A dead smartwatch is useless—a black screen, staring blankly back after you raise your wrist to check the time for the umpteenth time. Battery life remains the number one problem with these wearables. Apple has made the same 18-hour battery life claim on the Apple Watch since the original, and although it can extend past that these days, you’re still not going to get a two- or three-day battery life without limiting some functions severely.
Lo and behold, OnePlus has delivered what the top dogs haven’t with its new OnePlus Watch 3: a thumping five-day battery life. While it’s slightly bigger than its predecessor, this smartwatch doesn’t rely on size alone to stretch run time, but on new battery technology. I have charged it once in the week I’ve been testing it—at the end of the fifth day—without having to turn off any features.
Yes, fitness trackers and some watches from brands like Garmin can last several weeks, but none of those have access to the wealth of apps and smart functions as an Apple Watch or Wear OS watch. That’s what makes this $330 OnePlus smartwatch exciting.
Battery Gains
Photograph: Julian Chokkattu
The impact of a five-day battery life is huge. Too often have I gotten into bed and looked at my watch, only to realize it’s going to die in the middle of my slumber, so I begrudgingly trudge to the charger on my desk and leave it there. Too often have I gone a day or two with a dead watch on my wrist because I kept forgetting to put it back on the charger. There has been none of this with the OnePlus Watch 3.

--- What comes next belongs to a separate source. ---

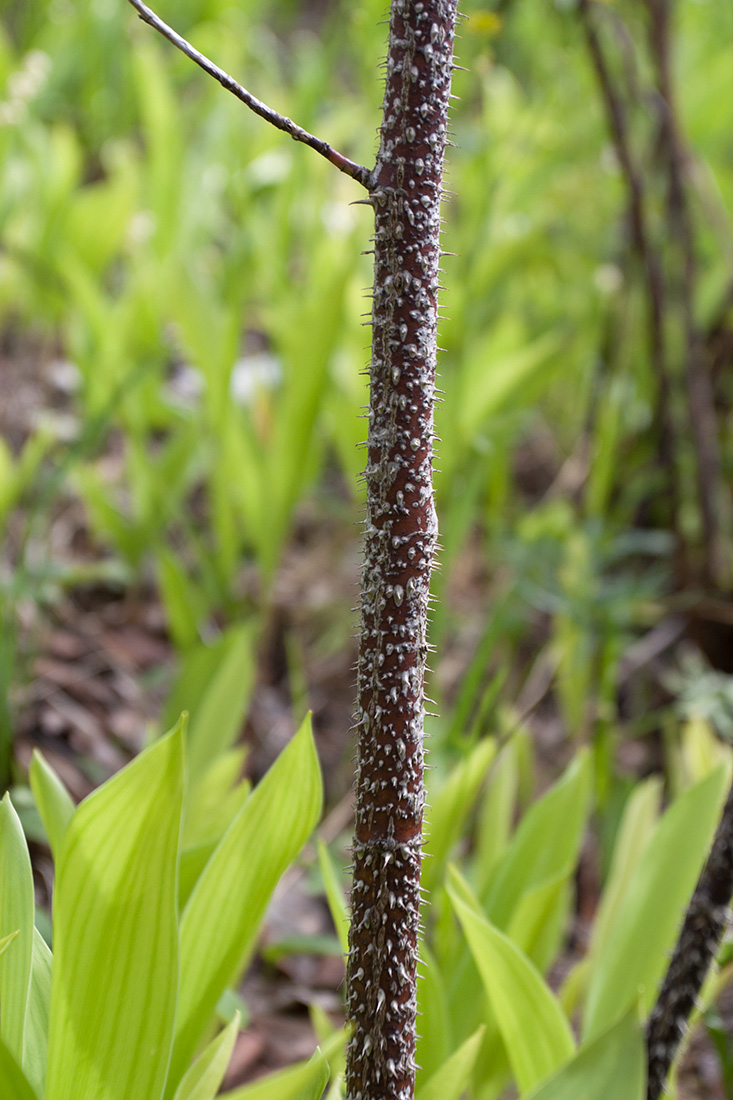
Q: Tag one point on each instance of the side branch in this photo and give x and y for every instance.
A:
(358, 172)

This is possible thanks to the new silicon-carbon battery technology inside the watch—OnePlus first used it in the OnePlus 13 phone, but companies like Honor have been employing it for some time. These batteries are denser, allowing them to carry a higher capacity without requiring a thicker battery. That’s why the OnePlus 13 can fit a big 6,000-mAh cell despite being thinner than the OnePlus 12, which has a 5,400-mAh cell. OnePlus calls this its Silicon NanoStack Battery, and so the OnePlus Watch 3 has a 631-mAh battery compared to its predecessor’s 500-mAh cell.
That’s not all, OnePlus continues the dual-engine architecture that it debuted last year. The OnePlus Watch 3 has two operating systems and two chipsets. The Qualcomm Snapdragon W5 chip powers Google’s Wear OS 5, which handles all the graphics-intensive tasks, whereas an upgraded BES2800 chip runs the Real-Time Operating System, which manages many of the background tasks.
Splitting this workload, in conjunction with the beefier battery, nets you five days of juice. Mind you, this is with the default mode. If you turn on power-saving mode, OnePlus claims 16 days of battery life. For context, Apple claims its Low Power Mode can make the Apple Watch Series 10 last 72 hours.